In a major policy shift that is reverberating across the biomedical research community, the National Institutes of Health (NIH) in Bethesda, Maryland, says it plans to cap the number of grants an investigator can hold in order to free up funding for early-career scientists and those struggling to keep their labs afloat.
The new policy, announced yesterday by NIH Director Francis Collins, will limit the amount of support a single investigator can have to the equivalent of three bread-and-butter NIH R01 grants. About 6% of the investigator pool now has more than this level of support, and freeing up the money going to those awards could support 1600 new grants, NIH concludes. This will ensure “that the funds we are given are producing the best results from our remarkable scientific workforce,” Collins wrote.
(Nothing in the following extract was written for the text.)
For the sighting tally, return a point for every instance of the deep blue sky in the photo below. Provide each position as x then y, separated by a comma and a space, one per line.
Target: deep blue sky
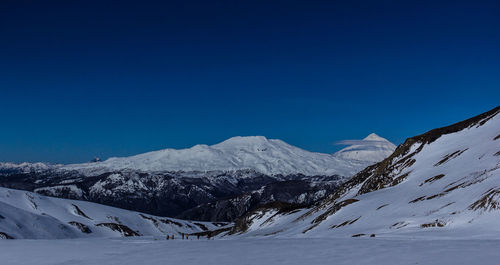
85, 78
The policy follows years of worrying, after NIH’s budget flattened in 2003, about cutthroat competition for funding and the need to stretch NIH’s budget to support more labs. NIH already has a 9-year-old policy that essentially gives extra points to grant proposals from early-career investigators that has helped stabilize the fraction of NIH grantees under age 45. But now, as those grants come up for renewal, midcareer scientists are a shrinking part of the NIH investigator pool. Congress, too, is concerned and in the recently passed 21st Century Cures Act pressed NIH to take steps to help early-career investigators.